Krongauz, Maxim Anisimovich D.Sc. in Philology, Professor, Head of the Laboratory of Linguistic Conflict Resolution Studies and Contemporary Communicative Practices, HSE University, Head of the Research Group, Interdisciplinary Research Center, MIPT University, Moscow, Russia mkronhaus@yandex.ru
Shulginov, Valery Alexandrovich PhD in Philology, Leading Researcher, the Laboratory of Linguistic Conflict Resolution Studies and Contemporary Communicative Practices, HSE University, Leading Research Fellow Interdisciplinary Research Center, MIPT University, Moscow, Russia shulginov.val@yandex.ru
Klokova, Ksenia Sergeevna Junior Research Fellow, Interdisciplinary Research Center, MIPT University, Moscow, Russia kseniaklokova@gmail.com
Udina, Tatiana Alexandrovna Junior Research Fellow, Interdisciplinary Research Center, MIPT University, Moscow, Russia yudina.tatiana22@gmail.com
Abstract Politeness is fundamental for effective communication.
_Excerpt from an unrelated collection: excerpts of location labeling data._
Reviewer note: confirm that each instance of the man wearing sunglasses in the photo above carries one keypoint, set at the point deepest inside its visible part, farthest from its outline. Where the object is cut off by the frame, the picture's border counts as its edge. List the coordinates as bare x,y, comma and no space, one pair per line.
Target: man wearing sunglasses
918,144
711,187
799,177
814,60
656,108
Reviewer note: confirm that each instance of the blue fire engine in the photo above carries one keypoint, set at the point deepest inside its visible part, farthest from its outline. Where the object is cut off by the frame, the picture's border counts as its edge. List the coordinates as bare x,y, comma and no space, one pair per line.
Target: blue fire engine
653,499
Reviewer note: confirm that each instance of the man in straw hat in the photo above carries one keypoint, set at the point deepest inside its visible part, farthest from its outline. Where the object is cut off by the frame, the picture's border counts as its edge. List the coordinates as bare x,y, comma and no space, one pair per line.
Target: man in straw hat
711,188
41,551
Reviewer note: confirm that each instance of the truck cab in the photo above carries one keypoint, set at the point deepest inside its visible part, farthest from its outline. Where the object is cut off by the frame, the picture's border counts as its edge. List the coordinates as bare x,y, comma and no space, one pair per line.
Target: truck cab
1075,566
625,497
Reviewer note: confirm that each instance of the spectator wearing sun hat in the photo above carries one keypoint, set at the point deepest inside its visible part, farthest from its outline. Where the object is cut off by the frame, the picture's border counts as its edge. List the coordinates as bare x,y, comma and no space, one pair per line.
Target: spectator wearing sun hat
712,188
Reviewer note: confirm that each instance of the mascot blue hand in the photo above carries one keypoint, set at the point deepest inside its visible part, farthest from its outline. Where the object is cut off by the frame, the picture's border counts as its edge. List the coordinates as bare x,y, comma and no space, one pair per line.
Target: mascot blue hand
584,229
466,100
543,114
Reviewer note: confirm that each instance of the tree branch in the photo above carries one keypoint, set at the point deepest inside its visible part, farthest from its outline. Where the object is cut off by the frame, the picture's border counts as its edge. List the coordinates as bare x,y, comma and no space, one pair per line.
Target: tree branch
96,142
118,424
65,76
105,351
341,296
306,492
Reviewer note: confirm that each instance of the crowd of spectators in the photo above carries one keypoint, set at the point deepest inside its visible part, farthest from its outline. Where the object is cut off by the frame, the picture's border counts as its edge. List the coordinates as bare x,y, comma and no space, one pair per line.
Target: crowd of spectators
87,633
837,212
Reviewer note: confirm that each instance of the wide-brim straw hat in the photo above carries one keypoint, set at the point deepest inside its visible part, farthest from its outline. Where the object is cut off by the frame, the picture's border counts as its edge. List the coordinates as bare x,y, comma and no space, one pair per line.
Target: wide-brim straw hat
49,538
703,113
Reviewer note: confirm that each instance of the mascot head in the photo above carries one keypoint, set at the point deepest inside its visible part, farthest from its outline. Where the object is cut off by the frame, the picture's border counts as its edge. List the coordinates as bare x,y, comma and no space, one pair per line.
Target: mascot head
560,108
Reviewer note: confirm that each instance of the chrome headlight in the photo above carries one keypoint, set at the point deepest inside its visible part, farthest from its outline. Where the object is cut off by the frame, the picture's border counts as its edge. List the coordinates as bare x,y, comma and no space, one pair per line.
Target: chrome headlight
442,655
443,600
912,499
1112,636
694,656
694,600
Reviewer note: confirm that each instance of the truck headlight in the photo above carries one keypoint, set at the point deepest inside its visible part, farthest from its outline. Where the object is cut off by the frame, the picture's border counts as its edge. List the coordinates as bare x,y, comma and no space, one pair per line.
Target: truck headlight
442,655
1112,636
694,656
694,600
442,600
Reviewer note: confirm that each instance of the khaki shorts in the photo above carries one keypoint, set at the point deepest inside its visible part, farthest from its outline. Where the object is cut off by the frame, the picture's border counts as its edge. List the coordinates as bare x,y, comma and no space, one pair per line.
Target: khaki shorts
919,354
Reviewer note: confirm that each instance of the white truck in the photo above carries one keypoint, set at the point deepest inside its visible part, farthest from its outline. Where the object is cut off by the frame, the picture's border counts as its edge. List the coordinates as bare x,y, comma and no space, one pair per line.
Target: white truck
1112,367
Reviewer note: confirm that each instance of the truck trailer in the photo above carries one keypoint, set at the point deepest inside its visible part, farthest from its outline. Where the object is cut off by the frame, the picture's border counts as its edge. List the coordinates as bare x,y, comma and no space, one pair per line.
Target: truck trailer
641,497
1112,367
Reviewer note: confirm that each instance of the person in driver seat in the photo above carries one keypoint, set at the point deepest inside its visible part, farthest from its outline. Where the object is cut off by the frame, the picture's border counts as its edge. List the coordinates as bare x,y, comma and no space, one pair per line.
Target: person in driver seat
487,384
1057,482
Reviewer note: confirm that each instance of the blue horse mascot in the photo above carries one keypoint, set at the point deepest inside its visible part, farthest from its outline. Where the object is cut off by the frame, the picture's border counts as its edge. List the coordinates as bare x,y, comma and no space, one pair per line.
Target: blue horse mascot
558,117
Currently, there is a need to comprehensively study politeness strategies and markers to solve various theoretical and applied problems in linguistics, psychology and sociology. A relevant approach to resolve them is computer representation, e.g. modeling polite behavior or automatic correction of human communication. Such research needs a corpus that considers lexical and grammatical characteristics and interaction of politeness markers with sociocultural parameters (context of interaction). This requires handling data collection that accounts for oral communication, establishing criteria for separating cooperative and confrontational communication, creation of formalization and annotation principles for etiquette situations. The multimedia speech etiquette corpus will include typical etiquette frames from Russian media that reflect everyday communication in different historical periods. Each fragment will be annotated with linguistic and extralinguistic communication features and detalization of communication situation and etiquette markers. The annotated data can be used for machine learning tasks such as language modeling and autocorrect programs. Etiquette simultaneously changes under the influence of social processes and reflects them. The speech etiquette corpus can be used in both linguistics and sociology. One important example is to study relationship between the concept of “politeness” and such categories as “power”, “gender” and “status”.